Despite speculation that he would be sharing costs with the other major player in the Galilee Basin, Gina Rinehart’s Hancock Prospecting, Waratah would prefer to be self-reliant on its infrastructure and water needs, Palmer told ILN after an address to the Sydney Mining Club.
“They [Hancock] have got no money,” he said.
“To build the railway costs $2.5 billion and to date no one in the Galilee Basin has offered me $1.5 billion to share it. To be honest they don’t have the money. It’s just all talking.
“All the things people say that it is desirable to share infrastructure, but it is all predicated on the idea that everything starts at the same time, everyone ready at the same and everybody has the money at the same time, and that’s just not real.

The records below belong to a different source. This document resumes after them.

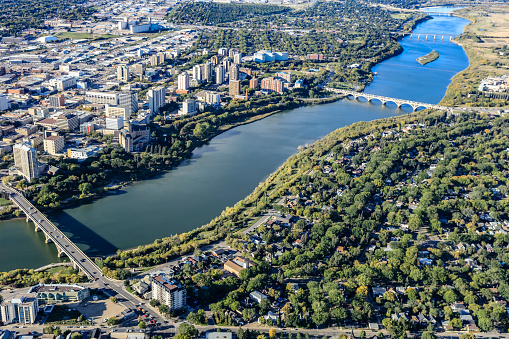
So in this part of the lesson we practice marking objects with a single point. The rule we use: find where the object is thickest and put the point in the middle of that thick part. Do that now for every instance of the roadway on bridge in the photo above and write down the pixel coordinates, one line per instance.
(76, 255)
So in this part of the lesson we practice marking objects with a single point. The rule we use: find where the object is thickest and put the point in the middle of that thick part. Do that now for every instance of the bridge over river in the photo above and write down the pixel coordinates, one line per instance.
(399, 102)
(64, 245)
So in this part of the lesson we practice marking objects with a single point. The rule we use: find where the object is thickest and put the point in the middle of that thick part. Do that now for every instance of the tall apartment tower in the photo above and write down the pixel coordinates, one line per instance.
(219, 74)
(25, 159)
(197, 73)
(123, 74)
(234, 72)
(156, 99)
(183, 81)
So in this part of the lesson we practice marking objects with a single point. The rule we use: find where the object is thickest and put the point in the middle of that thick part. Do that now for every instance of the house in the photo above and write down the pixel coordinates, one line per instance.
(258, 296)
(378, 291)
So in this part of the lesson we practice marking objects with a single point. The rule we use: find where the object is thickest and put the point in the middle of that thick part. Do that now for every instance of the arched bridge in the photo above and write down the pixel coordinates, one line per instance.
(53, 235)
(399, 102)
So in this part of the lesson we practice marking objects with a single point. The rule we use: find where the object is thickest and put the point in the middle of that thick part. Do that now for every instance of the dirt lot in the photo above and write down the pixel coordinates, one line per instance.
(98, 310)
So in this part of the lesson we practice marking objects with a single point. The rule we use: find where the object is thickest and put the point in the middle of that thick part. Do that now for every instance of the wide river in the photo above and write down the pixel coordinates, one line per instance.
(229, 167)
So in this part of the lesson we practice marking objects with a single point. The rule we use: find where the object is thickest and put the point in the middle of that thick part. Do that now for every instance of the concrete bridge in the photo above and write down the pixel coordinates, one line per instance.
(64, 246)
(428, 36)
(399, 102)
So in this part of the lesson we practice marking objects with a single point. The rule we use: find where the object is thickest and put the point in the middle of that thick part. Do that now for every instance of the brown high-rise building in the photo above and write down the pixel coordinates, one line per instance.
(234, 87)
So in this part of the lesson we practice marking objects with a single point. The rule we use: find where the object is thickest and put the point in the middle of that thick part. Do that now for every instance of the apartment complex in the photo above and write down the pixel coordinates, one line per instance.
(168, 292)
(53, 293)
(19, 309)
(25, 160)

“We are ready to go; we have got sales contracts to meet. We’re not going to wait. We’re looking at groundwater and there seems to be enough there.”
Waratah has already signed sales agreements to supply 20 million tonnes per annum of thermal coal to European group Vitoil and another 20Mtpa to China.
The company is close to securing 70% funding for the Galilee project through Chinese banks, Palmer said.
Waratah has awarded the engineering, procurement and construction contract to Metallurgical Corporation of China, which has been retained by Palmer’s Mineralogy group to develop its iron ore projects in Western Australia.
China Railway Engineering and Construction, which is developing the fastest train in the world between Beijing and Shanghai, will build the dedicated 500-kilometre railway to Abbot Point, while China Port and Communications will develop the port.
Palmer said he had full confidence in the quality of work provided by MCC, which had built 40-50 coal mines “of a higher standard than in Australia”.
“They’re much securer than Australian companies,” he said. “If you make a mistake in Australia you don’t get shot for it.
“The Chinese are the biggest coal producers in the world, they produce nearly 2 billion tonnes of coal. We’re minnows compared to them. The government mines are very well run. It is the privately run Chinese mines in which all the fatalities occur.”
The cost of producing coal from the two proposed underground longwall mines will be lower than from the open cut dragline operations when they are expected to be completed in 2013 or early 2014, and at $35 per tonne would be cheaper than railing coal to China from Mongolia, Palmer said.
“Our feasibility studies have shown that our underground operations will have lower cost per tonne than open cut. It’s because the open cut is so high in capital expenditure because of the draglines,” he said.
“Our seams are running nearly flat near the surface and are very easy to underground mine.”
Palmer said the four mines were expected to produce around 13Mtpa each of thermal coal.